Another Facebook Page was created, called the Quad Cities Missing Persons Network. Similar to the “Find David Harker” Page, it can reach thousands instantaneously to tell them about those missing in the area.

However, Moline Police Detective Michael Green says what Dennis is doing with the families of missing persons is even more impressive and that’s why he nominated him.

“He’s going to tell you what to expect emotionally, like the first night going to bed, the first night when you don’t know where your loved one is at,” he said. “Dennis is one of the few people in this area that intimately knows what that feels like.”

Dennis even helps with the searches. Det. Green recalls seeing Dennis on the news “walking in subzero degree temperatures looking for a person that prior to late December of last year, he had no idea who she was…”

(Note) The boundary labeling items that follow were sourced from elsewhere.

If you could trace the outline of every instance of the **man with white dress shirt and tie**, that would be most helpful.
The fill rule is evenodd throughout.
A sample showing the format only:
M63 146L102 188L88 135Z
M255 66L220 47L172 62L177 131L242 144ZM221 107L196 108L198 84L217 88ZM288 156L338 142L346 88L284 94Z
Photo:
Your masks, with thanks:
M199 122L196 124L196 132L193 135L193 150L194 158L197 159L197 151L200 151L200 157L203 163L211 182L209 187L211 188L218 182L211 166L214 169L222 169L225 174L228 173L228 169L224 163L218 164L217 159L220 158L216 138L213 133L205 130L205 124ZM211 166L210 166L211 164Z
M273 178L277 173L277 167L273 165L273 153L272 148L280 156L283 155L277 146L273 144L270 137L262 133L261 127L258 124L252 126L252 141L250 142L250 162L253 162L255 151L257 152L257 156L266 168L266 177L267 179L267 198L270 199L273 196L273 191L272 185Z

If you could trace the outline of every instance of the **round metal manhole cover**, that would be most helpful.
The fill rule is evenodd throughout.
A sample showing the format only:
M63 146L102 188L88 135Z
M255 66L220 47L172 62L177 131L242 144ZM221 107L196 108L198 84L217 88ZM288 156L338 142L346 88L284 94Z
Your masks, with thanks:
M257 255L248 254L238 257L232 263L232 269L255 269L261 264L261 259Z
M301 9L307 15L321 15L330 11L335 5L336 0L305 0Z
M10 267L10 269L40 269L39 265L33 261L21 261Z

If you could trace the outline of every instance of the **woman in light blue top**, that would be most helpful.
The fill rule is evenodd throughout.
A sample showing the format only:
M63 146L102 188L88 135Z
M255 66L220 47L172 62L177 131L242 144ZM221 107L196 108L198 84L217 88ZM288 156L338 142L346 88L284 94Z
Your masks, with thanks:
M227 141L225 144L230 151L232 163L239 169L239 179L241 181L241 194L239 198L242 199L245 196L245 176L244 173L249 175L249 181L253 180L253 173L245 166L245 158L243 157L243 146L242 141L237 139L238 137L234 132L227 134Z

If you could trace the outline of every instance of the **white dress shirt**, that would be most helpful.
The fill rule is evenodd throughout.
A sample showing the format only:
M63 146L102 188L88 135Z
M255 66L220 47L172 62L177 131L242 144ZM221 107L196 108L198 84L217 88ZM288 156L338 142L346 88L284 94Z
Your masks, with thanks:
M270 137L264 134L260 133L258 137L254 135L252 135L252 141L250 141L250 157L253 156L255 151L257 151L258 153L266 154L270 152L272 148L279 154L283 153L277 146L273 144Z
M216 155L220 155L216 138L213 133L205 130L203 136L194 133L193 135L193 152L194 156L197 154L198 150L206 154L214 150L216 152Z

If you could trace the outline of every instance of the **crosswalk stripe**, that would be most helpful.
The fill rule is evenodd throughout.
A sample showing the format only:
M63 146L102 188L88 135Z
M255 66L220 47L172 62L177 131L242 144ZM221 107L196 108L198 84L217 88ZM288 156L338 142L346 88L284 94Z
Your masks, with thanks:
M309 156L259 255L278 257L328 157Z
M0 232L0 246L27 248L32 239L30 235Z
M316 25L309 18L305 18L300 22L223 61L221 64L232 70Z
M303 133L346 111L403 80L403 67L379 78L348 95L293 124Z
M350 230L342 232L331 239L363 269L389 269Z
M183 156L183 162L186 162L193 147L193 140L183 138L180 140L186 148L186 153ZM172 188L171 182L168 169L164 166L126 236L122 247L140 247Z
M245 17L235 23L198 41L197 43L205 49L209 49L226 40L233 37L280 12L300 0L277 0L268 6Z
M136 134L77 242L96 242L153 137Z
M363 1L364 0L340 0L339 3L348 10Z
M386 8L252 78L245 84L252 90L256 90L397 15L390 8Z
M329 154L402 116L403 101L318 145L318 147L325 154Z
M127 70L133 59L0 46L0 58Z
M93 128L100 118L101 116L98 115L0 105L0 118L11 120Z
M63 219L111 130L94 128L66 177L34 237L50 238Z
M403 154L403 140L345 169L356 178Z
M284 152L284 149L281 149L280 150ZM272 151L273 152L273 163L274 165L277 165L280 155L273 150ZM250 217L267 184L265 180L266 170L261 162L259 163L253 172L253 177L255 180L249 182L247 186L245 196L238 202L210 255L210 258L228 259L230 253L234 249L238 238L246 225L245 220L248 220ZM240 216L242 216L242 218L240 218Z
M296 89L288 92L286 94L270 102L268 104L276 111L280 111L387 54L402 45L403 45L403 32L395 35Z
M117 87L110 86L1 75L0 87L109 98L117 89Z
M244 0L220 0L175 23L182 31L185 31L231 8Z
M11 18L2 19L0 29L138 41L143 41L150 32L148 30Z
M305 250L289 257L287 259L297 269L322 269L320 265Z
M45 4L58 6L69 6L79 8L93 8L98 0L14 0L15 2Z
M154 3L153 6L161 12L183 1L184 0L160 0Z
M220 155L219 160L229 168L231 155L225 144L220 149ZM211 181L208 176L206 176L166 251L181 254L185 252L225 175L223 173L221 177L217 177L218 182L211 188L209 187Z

Det. Green says Dennis is fulfilling a service and a need in the Quad Cities… and beyond.

“Now, there’s satellite groups starting up all over the country after seeing what he’s doing and it’s growing and it’s filling voids across the country.”

Nearly one year after David’s death, Dennis is a man with a mission and says he is humbled by the nomination.

“David wasn’t the first one missing. He won’t be the last. Neither will the other people. It’s going to happen forever.”

“I hope that we actually find people… and find them alive. “

WQAD will be introduced you to a new nominee every month. Then, next Spring, we’ll choose just one to represent our area at the National Jefferson Awards Ceremony in Washington, D.C.

The Jefferson Awards are the country’s longest standing and most prestigious celebration of public service. Pas winners include Pregracke, Walter Cronkite, Steve Jobs, Paul Newman, and Michael Bloomberg.